It seems like only yesterday that Barack Obama became our first African-American president. And yet this is 2011, and none of the rhetoric concerning recent “dry runs” at the Republican candidacy discusses Obama’s historic stature. The Republican party is clearly trying to re-orient American public discourse concerning U.S. priorities at present, and has achieved quite a coup by turning budgeting priorities into the new “buzzword” section of government. A similar ‘re-orientation’ of American public discourse helped bring Obama to power; it could, perhaps surprisingly, remove him showing little for his efforts, making him a sort of American Edith Cresson.

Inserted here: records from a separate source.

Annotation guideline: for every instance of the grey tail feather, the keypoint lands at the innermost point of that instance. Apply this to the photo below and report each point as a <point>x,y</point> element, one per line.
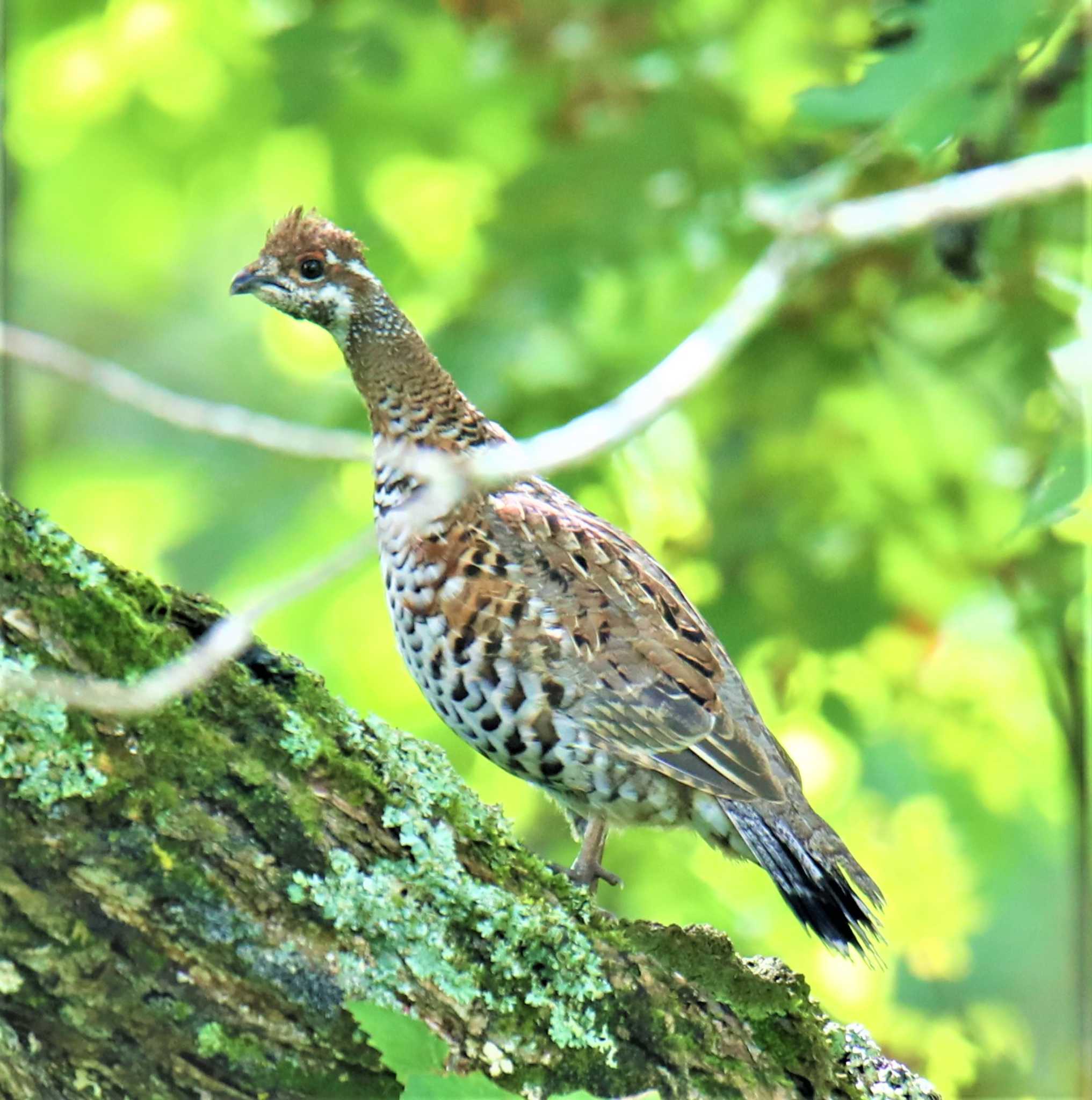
<point>813,878</point>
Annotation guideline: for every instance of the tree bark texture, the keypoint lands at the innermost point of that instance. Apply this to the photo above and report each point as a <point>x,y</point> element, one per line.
<point>189,898</point>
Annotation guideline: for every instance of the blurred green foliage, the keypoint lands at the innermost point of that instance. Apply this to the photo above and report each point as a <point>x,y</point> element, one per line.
<point>878,504</point>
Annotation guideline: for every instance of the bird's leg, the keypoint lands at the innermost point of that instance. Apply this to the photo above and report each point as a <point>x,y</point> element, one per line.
<point>588,869</point>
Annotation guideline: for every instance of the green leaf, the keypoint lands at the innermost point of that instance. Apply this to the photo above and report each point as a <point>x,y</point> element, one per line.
<point>1058,490</point>
<point>406,1045</point>
<point>931,85</point>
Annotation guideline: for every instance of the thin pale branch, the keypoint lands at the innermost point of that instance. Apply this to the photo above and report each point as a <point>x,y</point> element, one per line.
<point>802,247</point>
<point>222,643</point>
<point>228,422</point>
<point>957,197</point>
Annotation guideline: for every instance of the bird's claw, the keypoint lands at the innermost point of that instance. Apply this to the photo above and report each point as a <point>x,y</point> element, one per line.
<point>588,875</point>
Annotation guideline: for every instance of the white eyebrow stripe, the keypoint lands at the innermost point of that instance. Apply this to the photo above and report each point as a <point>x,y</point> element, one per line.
<point>358,269</point>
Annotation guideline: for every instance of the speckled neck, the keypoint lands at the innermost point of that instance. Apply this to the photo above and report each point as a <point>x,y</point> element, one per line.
<point>409,395</point>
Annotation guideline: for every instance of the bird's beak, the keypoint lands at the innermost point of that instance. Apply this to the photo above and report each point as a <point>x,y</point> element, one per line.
<point>245,281</point>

Many of us, I’m sure, are not eager to return to the days when a George W. Bush ran America. And yet, like many older Marxists, I am less than sanguine today about a strategy of “Democratic aid” for 2012 and beyond. It isn’t that there is no relevant difference between the two parties, but that Democratic austerity politics now blocks ‘telescoping’ out to leftist social-justice concerns more effectively than ever. The ‘redwashing’ of Hillary Rodham Clinton as the ‘progressive choice’ in 2008 was an important issue worth dealing with, but there is undoubtedly less motivation for 2012 to be captivated by liberal bromides which yet again will fail to meet the political needs of the American majority painlessly and cheaply.
Even if it would be worthwhile to have Obama serve a second term, this is not to say that mass America’s political energies are best suited to being palliated by his Kennedyesque charm. Perhaps radicals could instead make 2012 “the year of the issue”: presenting fuller slates of writing and broader organization dealing with economic and social problems than the Democrats or Republicans provide candidates and ‘framing’. If mass government there is to be, let us try to provide ‘straw polls’ for a systematically ramified and elaborated working-class politics enabling the people to take a shot at governing America.
Ricardo Levins Morales’ essay for Solidarity US, “Let’s Not Take America Back”, started me thinking about these issues. If one ignores the past lunacy of the Weathermen, and remembers the limits of ‘lifestyle’ organizing a la fur protests, it is perhaps a “revolutionary” and not a “procedural” point in American leftism. When arguments count more than rights, it’s time to reexamine the whole ball game.